Improved efficiency of RNA secondary structure prediction using distributed computing
The rapidly growing amounts of available biomolecular sequence data, which may represent information from small gene fragments to large complete genomes, have led to the a great need for powerful computational resources for data analysis and storage. With the decoding of the human and other genomes, RNA secondary structure prediction has become an important area of interest in biology and medicine because they help in understanding the mechanisms of many biological processes such as gene regulation and viral replication, and in designing RNA-based therapies to treat various diseases.
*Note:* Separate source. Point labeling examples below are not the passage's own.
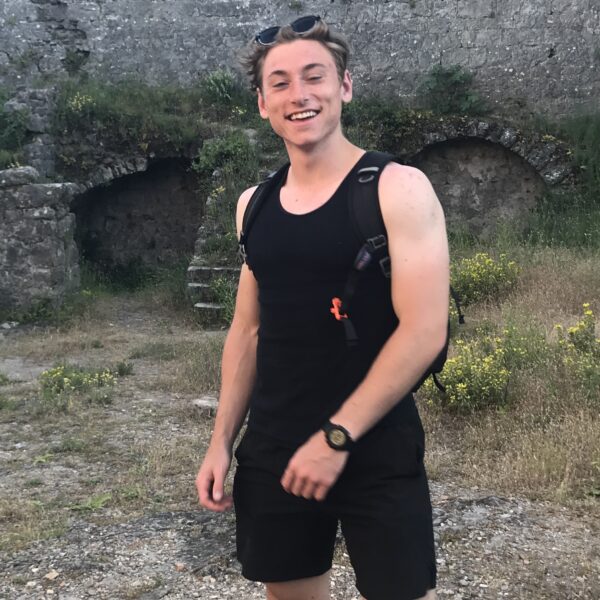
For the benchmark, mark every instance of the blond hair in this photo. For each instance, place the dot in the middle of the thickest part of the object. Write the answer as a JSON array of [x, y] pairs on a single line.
[[253, 59]]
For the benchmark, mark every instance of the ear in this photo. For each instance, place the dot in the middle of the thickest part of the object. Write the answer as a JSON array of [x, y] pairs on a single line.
[[261, 104], [347, 87]]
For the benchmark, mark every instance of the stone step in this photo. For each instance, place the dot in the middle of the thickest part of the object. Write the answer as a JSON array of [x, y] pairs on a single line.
[[200, 292], [210, 314], [203, 274]]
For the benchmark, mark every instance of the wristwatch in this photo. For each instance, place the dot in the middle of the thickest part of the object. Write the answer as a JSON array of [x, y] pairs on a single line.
[[337, 437]]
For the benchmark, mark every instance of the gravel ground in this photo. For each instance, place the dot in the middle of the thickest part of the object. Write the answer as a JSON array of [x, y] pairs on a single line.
[[489, 546]]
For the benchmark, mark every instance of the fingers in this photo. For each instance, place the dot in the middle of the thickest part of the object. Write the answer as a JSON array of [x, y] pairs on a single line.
[[211, 493], [304, 487]]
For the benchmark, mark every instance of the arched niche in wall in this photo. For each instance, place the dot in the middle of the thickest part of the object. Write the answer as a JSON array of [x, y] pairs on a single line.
[[148, 218], [480, 184]]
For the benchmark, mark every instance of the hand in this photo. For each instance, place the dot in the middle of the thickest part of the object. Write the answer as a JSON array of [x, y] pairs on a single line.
[[313, 469], [211, 479]]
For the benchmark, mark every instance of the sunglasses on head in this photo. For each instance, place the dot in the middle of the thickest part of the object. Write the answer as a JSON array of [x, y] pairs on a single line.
[[299, 26]]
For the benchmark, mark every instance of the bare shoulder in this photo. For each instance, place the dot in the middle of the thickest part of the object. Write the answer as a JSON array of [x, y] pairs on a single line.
[[408, 200], [241, 206]]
Due to the complexity of their algorithms, many existing and upcoming computational tools for the prediction of RNA secondary structures, require large amounts of memory and processing time, and therefore can only handle RNA sequences of limited length. For example, the pknotsRG program, which can predict RNA secondary structures with pseudoknots, has a limitation of handling no more than 800 nucleotide at one time. However, many RNA, such as the RNA viral genomes, contains thousands of nucleotides, making secondary structure prediction impractical if not impossible. I will present an alternative approach, in which a cutting method to generate chunks of RNA sequences is first applied, then the pknotsRG program is used for prediction, and finally a high-throughput distributed batch computing system called HTCondor is used to reduce the waiting time for the RNA secondary structure prediction.
Cardenas James, Gerardo Alberto, "Improved efficiency of RNA secondary structure prediction using distributed computing" (2013). ETD Collection for University of Texas, El Paso. AAI1539924.